Retour à Killybegs, ed. Le livre de poche, 8,70 euros, 336 pages.

Les Contemplées / Pauline Hillier

Le récit du séjour de l’autrice dans la prison pour femmes de Tunis.

Inspiré par ce que l’autrice a traversé, « Les Contemplées » est un récit autobiographique de Pauline Hillier dans lequel elle raconte sa détention à La Manouba, la prison pour femmes de Tunis. L’autrice y est envoyée suite à son arrestation lors d’une manifestation. Elle relate les conditions de détention et dresse des portraits marquants de ses codétenues qui pour beaucoup sont victimes à l’origine d’une violence patriarcale. Des portraits de femmes qui questionnent le sens d’une justice bafouée. De nombreux passages du récit retranscrivent la solidarité qui se crée entre ses femmes derrière les barreaux. « Les Contemplées » est un texte poignant qui donne à voir des femmes qui luttent, victimes d’erreurs judiciaires. Un livre marquant sur l’injustice qui oscille entre fiction et autobiographie.

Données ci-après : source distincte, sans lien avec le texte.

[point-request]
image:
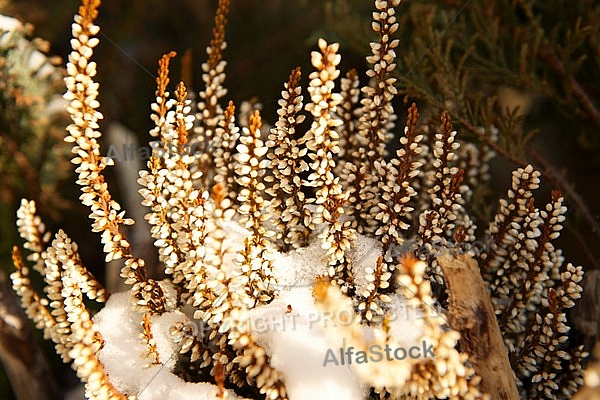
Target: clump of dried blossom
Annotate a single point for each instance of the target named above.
(209, 210)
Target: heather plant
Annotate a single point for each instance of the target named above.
(286, 222)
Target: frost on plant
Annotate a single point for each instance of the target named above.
(282, 250)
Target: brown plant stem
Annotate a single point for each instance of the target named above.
(470, 312)
(23, 359)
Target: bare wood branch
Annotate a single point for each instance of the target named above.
(472, 314)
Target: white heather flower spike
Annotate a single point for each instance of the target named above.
(277, 269)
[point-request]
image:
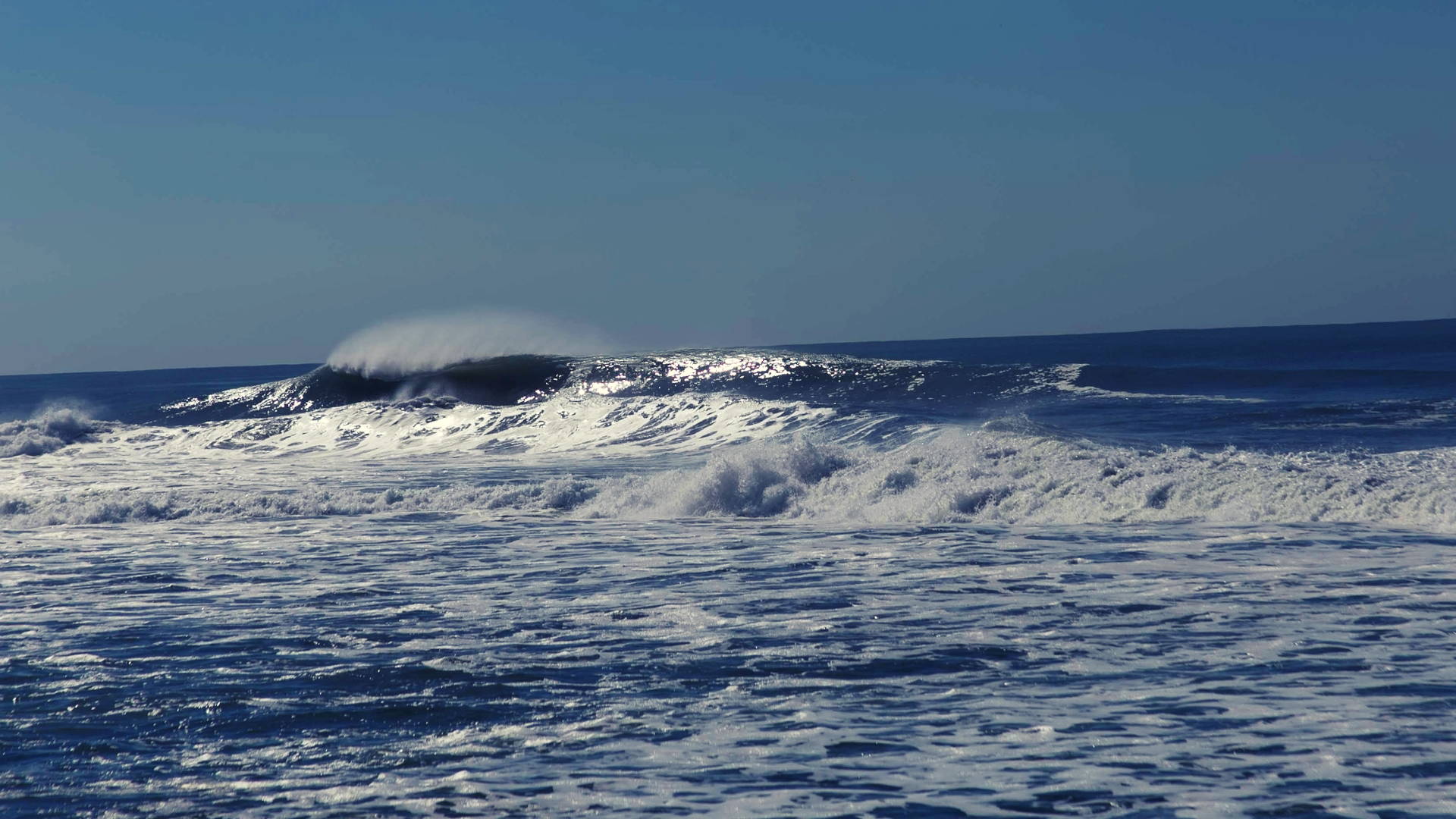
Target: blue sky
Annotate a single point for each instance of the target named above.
(190, 184)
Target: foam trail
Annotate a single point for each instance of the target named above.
(430, 343)
(49, 430)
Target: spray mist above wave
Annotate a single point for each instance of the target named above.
(431, 343)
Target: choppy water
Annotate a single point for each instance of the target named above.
(764, 583)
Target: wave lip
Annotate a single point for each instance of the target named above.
(503, 381)
(46, 431)
(402, 349)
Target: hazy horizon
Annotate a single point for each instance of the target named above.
(210, 186)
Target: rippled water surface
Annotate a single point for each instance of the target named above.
(459, 664)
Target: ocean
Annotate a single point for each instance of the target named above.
(1156, 575)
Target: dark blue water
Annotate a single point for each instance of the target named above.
(1168, 575)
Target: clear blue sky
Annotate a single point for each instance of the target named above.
(188, 184)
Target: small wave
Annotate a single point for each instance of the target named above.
(47, 431)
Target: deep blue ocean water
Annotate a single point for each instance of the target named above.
(1180, 573)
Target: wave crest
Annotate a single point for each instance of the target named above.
(425, 344)
(47, 430)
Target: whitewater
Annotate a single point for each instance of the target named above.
(473, 567)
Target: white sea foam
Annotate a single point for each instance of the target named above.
(422, 344)
(792, 463)
(46, 431)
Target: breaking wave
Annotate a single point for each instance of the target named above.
(996, 474)
(47, 431)
(428, 344)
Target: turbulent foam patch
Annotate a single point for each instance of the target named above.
(46, 431)
(984, 475)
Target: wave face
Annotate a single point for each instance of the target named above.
(830, 436)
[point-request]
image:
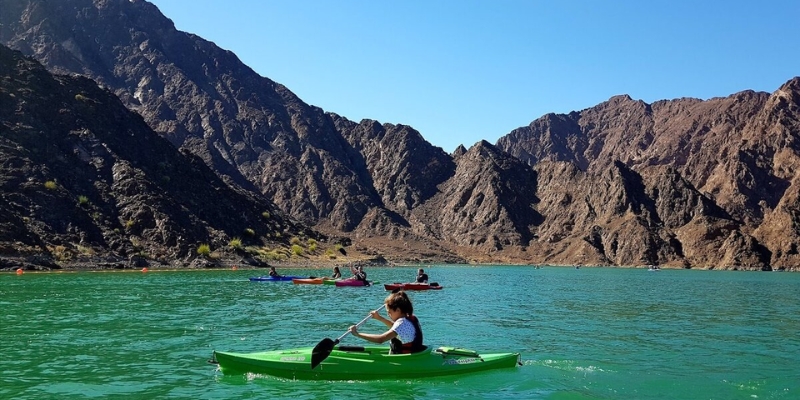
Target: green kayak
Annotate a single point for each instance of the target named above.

Les Contemplées, ed. La Manufacture de livres, 18,90 euros, 179 pages.

Jeannette et le crocodile / Séverine Chevalier

Un roman noir émouvant et très bien écrit.

Pascal vit avec sa sœur Blandine dans une maison reculée, non loin d’un petit ruisseau. Jeannette la fille de Blandine vit aussi avec eux, du haut de ses dix ans au début du roman. Le lecteur va la voir grandir au fil de l’histoire. Elle grandit avec un monde d’adulte qu’elle a parfois du mal à comprendre. Jeannette au début de ce récit s’apprête à se rendre au zoo de Vannes pour aller observer un crocodile qui a été récupéré dans les égouts près du Pont-Neuf. La jeune fille admire l’animal qu’elle attend de croiser depuis ses six ans. Malheureusement les vies amochées des adultes et de son entourage télescopent ce rêve d’enfant et les choses vont être plus compliqué que prévu. Blandine sa mère tente de se dépêtrer de son addiction à l’alcool tandis que Pascal son oncle tente de faire avec ses différences qui le marginalisent aux yeux des autres. Séverine Chevalier saisie des instants de vie dans ce récit plein d’humanité et on est touchés par ces personnages. « Jeannette et le crocodile » c’est l’histoire d’une enfant qui fait face à la dureté du quotidien et à la violence des adultes. Un très beau bouquin, poignant.

Jeannette et le crocodile, ed. La manufacture de livres, 16,90 euros, 176 pages.